Even those with a more forgiving or positive attitude towards the profession were beginning to recognize the limitations of an interpretive-heavy objectivist perspective in which an all-powerful, all-knowing authority could know another mind better than the patient could. In the United States and elsewhere, against this revolutionary backdrop of the 1960s, personal empowerment and the recognition of the above-named marginalized groups, psychoanalysis became more and more criticized from without and even from within the profession.

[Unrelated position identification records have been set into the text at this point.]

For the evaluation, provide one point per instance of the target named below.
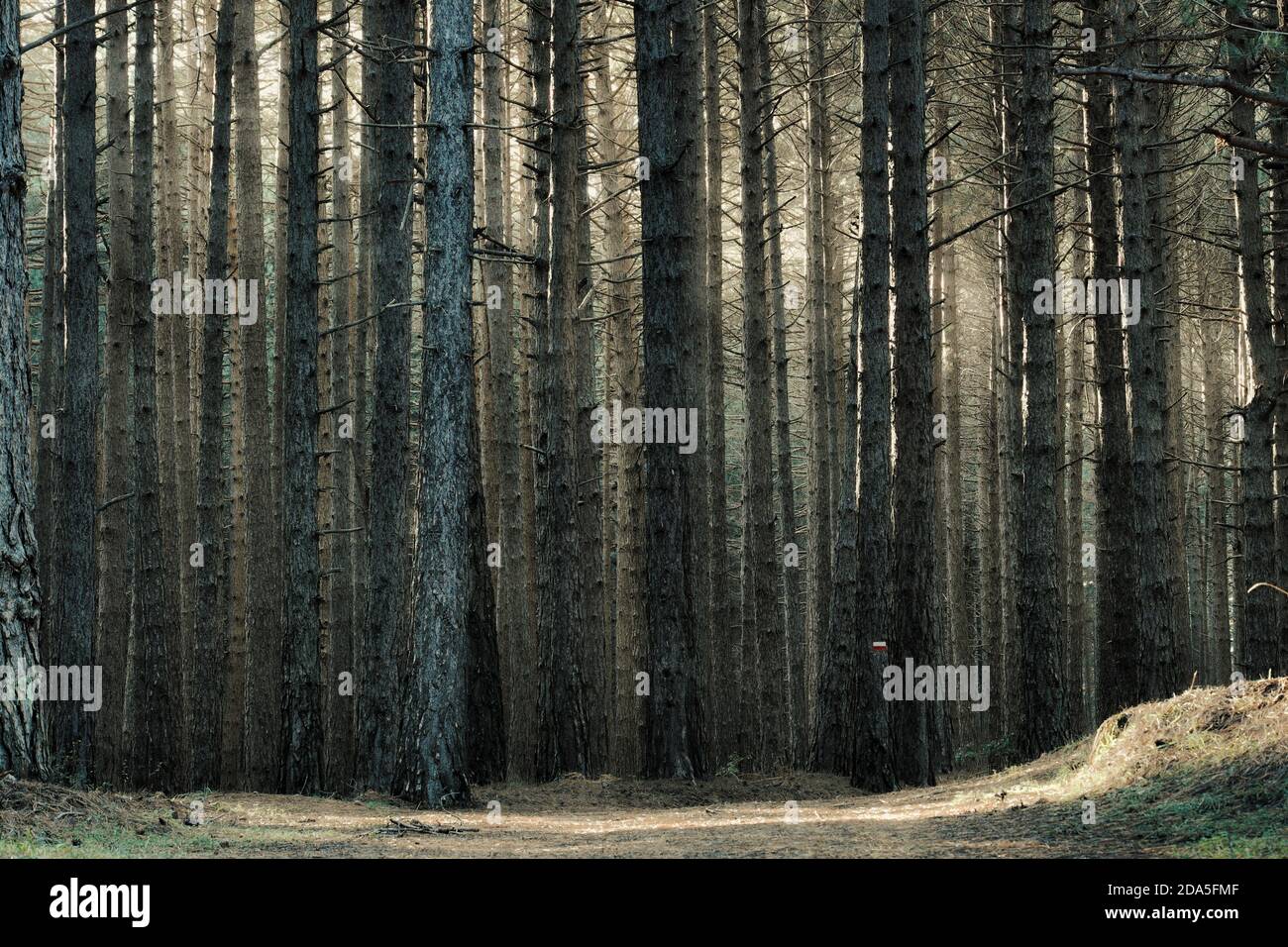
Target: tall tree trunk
(1154, 607)
(114, 521)
(818, 367)
(53, 363)
(666, 84)
(390, 292)
(1042, 725)
(22, 751)
(1261, 637)
(722, 720)
(629, 646)
(503, 450)
(153, 698)
(340, 418)
(764, 710)
(874, 764)
(1115, 553)
(73, 625)
(211, 633)
(443, 562)
(301, 736)
(259, 639)
(794, 617)
(913, 472)
(562, 735)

It is in this context and against the backdrop of increasingly popular non-psychoanalytic treatment methods such as cognitivebehavioural therapy with its promise of quick, evidence-based, manualized approaches and cure that Relational psychoanalysis was born.
It is perhaps beyond the scope of this book to conjecture why it is that, in many cases, non-psychoanalytic mental health practitioners and the lay public seem not to be particularly familiar with psychoanalytic approaches other than classical Freudian, Jungian and/or Lacanian perspectives. These are the only psychoanalytic theories that seem to be taught in university undergraduate and graduate psychology, English or philosophy departments. They are no longer the most commonly taught perspectives in postgraduate training programmes and institutes; however, where advanced, postgraduate study is required for those who are interested in pursuing training to become a psychoanalyst after receiving their graduate degree in psychology, social work, psychiatry and the like.
This book will attempt a somewhat rare feat. Primarily written for clinicians and theorists, both in and outside of psychoanalysis, it will also attempt to serve as an introduction to one of the most exciting and still relatively new perspectives in psychoanalysis even more than 30 years after its founding for an interested non-professional readership as well. And for those already familiar with Relational psychoanalysis, my hope is that it will serve as an elementary textbook of a sort, introducing or reviewing key concepts and providing carefully considered citations and references for those who want to examine original and supplemental sources. As of this writing, and at least as far as Im aware, this is one of the few introductory texts to Relational thinking since Greenberg and Mitchells pioneering work (1983, though this text was written to introduce what came to be known as small r relational psychoanalysis, which preceded most of the concepts that I outline here in the pages to follow) and subsequent volumes by Lewis Aron (1996), Paul Wachtel (2008), Skolnick and Warshaws edited volume (1992), Loewenthal and Samuels edited collection (2014), Cornell and Hargadens (2005) compendium of Relational writing within Transactional Analysis, and Barsnesss edited work (2017). It may be the first primer, however, and, in that respect, it is designed to provide an overview of both foundational as well as newer thinking developed by the early founders of this perspective and subsequent generations of Relational thinkers. All theoretical material is illustrated with clinical examples, and the volume concludes with thoughts about areas in need of further study and emphasis.